Ireland's railways are run by (Iarnród Éireann) in the Republic and Northern Ireland Railways. The Railway Preservation Society of Ireland based in Whitehead, County Antrim runs preserved steam trains on the main line, with the Irish Traction Group preserving diesel locomotives, and operating on the main line. The Downpatrick & County Down Railway is the only self-contained full-size heritage railway in Ireland.

Although a railway between Limerick and Waterford had been authorised as early as 1826 (the same year as Britain's first locomotive-drawn line, the Liverpool and Manchester Railway) it wasn't until 1834 that the first railway was built, the Dublin and Kingstown Railway (D&KR) between Westland Row in Dublin and Kingstown (Dún Laoghaire), a distance of 10 km (6 mi). Due to local opposition the first terminus, Kingstown Harbour, was adjacent to the West Pier. It took a further three years before the line reached the site of the present station. The contractor was William Dargan, called "the founder of railways in Ireland", due to his participation in many of the main routes. The D&KR were notable in being one of the earliest dedicated commuter railways in the world. The planning undertaken was also noteworthy: a full survey of the existing road traffic was made, in addition to careful land surveys.

As well as the traffic survey showing existing volumes to be healthy, there was the potential from the ever expanding port at Kingstown. On 9 October 1834 the locomotive Hibernia brought a train the full route from the Westland Row terminus (now Pearse Station) to Kingstown. The railway was built to 1,435 mm (4 ft 8 1⁄2 in) standard gauge.

The entire route forms part of the present day Dublin Area Rapid Transit electrified commuter rail system.

The track gauge adopted by the mainline railways is 5 ft 3 in (1,600 mm). This unusual gauge is otherwise found only in the Australian states of Victoria, southern New South Wales (as part of the Victorian rail network) and South Australia (where it was introduced by the Irish railway engineer F. W. Sheilds), and in Brazil.
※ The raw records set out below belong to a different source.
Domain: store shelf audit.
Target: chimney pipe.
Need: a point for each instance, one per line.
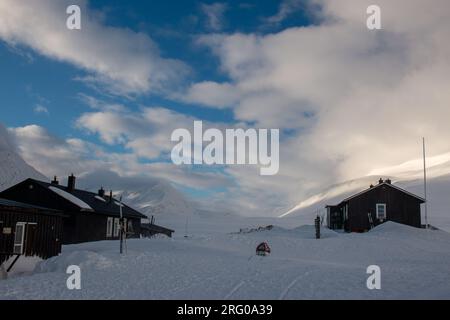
(71, 183)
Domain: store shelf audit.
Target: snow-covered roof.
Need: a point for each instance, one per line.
(76, 201)
(384, 184)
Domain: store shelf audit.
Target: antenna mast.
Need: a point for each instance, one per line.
(425, 183)
(121, 225)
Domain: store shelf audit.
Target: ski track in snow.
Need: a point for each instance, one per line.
(293, 283)
(236, 288)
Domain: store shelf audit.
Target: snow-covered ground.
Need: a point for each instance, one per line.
(221, 265)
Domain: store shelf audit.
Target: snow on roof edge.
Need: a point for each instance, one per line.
(70, 197)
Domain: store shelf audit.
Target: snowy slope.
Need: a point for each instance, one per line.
(13, 169)
(224, 266)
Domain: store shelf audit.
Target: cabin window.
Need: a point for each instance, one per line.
(19, 237)
(109, 225)
(116, 227)
(381, 211)
(125, 225)
(130, 226)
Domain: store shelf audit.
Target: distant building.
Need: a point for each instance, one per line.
(90, 216)
(29, 230)
(150, 229)
(373, 206)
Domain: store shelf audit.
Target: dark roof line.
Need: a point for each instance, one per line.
(106, 207)
(384, 184)
(16, 204)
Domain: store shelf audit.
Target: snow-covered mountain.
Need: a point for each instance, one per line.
(13, 169)
(151, 196)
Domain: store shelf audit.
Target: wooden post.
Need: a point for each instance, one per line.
(317, 225)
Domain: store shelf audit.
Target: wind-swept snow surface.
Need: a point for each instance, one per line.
(414, 264)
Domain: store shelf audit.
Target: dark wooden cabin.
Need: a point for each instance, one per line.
(90, 216)
(373, 206)
(29, 230)
(151, 229)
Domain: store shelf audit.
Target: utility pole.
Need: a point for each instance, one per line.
(121, 226)
(425, 183)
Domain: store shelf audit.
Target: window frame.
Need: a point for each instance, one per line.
(22, 242)
(116, 227)
(109, 227)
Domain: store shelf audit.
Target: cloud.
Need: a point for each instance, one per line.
(120, 60)
(214, 15)
(40, 109)
(211, 94)
(52, 155)
(285, 9)
(354, 101)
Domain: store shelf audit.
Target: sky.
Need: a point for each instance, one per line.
(348, 101)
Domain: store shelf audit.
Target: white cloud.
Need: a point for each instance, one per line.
(355, 101)
(211, 94)
(214, 13)
(124, 61)
(52, 155)
(286, 8)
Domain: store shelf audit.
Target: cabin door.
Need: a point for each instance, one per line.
(19, 238)
(30, 239)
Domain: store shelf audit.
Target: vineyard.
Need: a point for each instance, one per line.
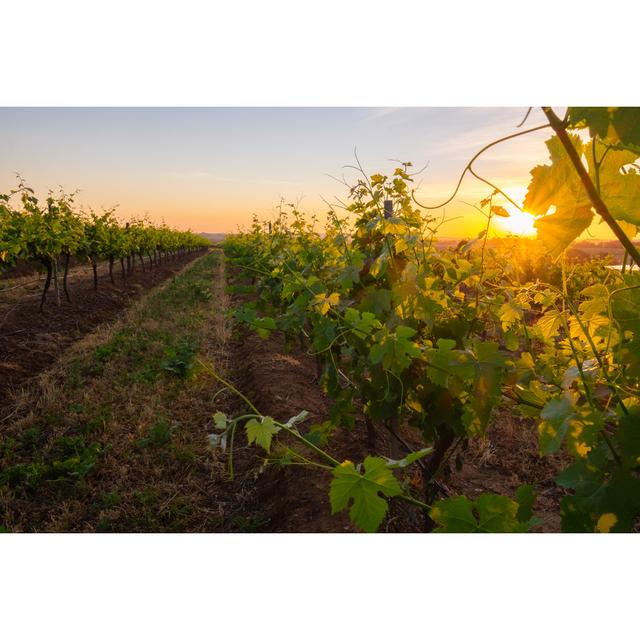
(353, 375)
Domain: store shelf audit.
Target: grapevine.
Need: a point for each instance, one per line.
(408, 336)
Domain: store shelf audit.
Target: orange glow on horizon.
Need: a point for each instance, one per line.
(519, 223)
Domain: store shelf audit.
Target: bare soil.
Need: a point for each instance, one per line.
(31, 341)
(282, 382)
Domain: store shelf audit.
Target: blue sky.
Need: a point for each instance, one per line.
(210, 169)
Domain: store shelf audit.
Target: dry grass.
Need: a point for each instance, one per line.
(133, 390)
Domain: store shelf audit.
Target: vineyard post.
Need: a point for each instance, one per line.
(560, 128)
(392, 423)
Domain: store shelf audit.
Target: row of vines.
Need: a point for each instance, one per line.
(50, 234)
(407, 336)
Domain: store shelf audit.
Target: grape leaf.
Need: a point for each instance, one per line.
(261, 432)
(489, 513)
(363, 490)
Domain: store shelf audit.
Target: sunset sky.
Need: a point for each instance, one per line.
(210, 169)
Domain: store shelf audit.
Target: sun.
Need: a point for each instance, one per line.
(519, 223)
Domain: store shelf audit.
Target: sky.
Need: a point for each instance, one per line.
(211, 169)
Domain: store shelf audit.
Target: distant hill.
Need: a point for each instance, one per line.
(214, 237)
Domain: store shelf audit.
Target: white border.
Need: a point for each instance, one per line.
(335, 52)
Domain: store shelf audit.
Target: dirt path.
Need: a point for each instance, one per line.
(31, 341)
(282, 382)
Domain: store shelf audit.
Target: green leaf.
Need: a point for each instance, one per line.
(558, 230)
(489, 513)
(525, 497)
(410, 458)
(557, 414)
(363, 490)
(261, 432)
(220, 421)
(454, 515)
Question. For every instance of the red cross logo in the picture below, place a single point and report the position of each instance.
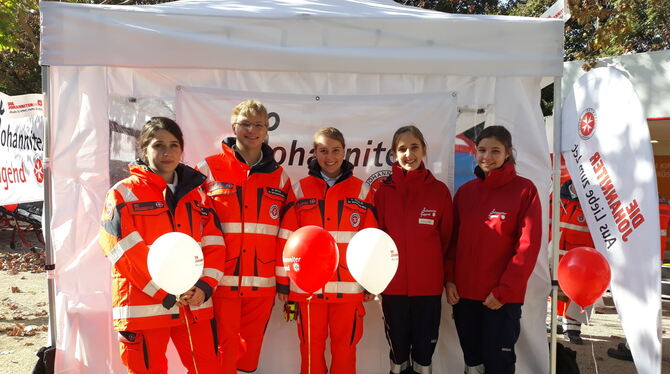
(587, 124)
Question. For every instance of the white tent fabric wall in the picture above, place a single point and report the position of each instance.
(80, 95)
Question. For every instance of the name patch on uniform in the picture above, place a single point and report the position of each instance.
(495, 214)
(425, 212)
(276, 192)
(303, 202)
(148, 205)
(355, 219)
(360, 204)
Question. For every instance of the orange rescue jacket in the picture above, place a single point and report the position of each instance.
(136, 213)
(343, 210)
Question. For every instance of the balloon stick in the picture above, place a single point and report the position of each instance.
(190, 340)
(309, 337)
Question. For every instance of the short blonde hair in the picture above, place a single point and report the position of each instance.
(329, 132)
(247, 108)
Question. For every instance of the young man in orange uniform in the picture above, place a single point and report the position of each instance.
(250, 192)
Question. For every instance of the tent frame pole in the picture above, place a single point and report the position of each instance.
(555, 214)
(49, 264)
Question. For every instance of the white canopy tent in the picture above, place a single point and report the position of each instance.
(99, 56)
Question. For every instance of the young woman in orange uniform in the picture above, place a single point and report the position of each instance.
(415, 209)
(160, 196)
(331, 197)
(498, 228)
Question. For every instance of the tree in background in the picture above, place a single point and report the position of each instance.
(19, 47)
(602, 28)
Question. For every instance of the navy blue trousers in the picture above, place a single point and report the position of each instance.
(412, 327)
(488, 336)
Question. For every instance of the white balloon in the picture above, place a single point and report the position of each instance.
(372, 258)
(175, 262)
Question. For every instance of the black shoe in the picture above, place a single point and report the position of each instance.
(574, 337)
(620, 353)
(559, 329)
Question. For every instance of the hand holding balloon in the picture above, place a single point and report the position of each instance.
(584, 275)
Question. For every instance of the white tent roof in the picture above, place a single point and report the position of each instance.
(354, 36)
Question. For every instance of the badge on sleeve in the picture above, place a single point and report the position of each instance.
(109, 210)
(274, 211)
(355, 219)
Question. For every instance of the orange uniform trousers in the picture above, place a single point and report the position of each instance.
(241, 323)
(143, 351)
(345, 322)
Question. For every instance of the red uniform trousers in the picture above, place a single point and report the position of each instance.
(237, 319)
(143, 351)
(345, 321)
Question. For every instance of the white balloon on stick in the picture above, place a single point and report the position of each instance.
(372, 258)
(175, 262)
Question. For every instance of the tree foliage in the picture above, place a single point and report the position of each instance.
(19, 47)
(601, 28)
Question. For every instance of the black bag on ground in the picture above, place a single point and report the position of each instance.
(566, 360)
(45, 362)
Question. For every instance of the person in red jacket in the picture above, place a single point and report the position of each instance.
(250, 193)
(330, 197)
(664, 218)
(160, 196)
(414, 207)
(498, 232)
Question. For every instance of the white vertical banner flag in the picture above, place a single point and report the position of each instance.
(21, 148)
(606, 145)
(560, 10)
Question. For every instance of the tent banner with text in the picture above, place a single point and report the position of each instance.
(22, 148)
(367, 123)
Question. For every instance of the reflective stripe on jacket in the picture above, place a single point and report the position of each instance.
(136, 213)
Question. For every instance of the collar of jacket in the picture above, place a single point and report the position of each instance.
(497, 177)
(189, 178)
(347, 169)
(401, 177)
(267, 163)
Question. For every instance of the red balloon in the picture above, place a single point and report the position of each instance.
(310, 257)
(584, 275)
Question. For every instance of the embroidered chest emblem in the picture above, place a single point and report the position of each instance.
(428, 213)
(496, 214)
(355, 219)
(274, 211)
The first three railways all had different gauges: the Dublin and Kingstown Railway, 1,435 mm (4 ft 8 1⁄2 in); the Ulster Railway, 6 ft 2 in (1,880 mm); and the Dublin and Drogheda Railway, 5 ft 2 in (1,575 mm). Following complaints from the UR, the Board of Trade investigated the matter, and in 1843 recommended the use of 5 ft 3 in (1,600 mm) and that compensation be paid to the UR for the costs incurred in changing to the new gauge.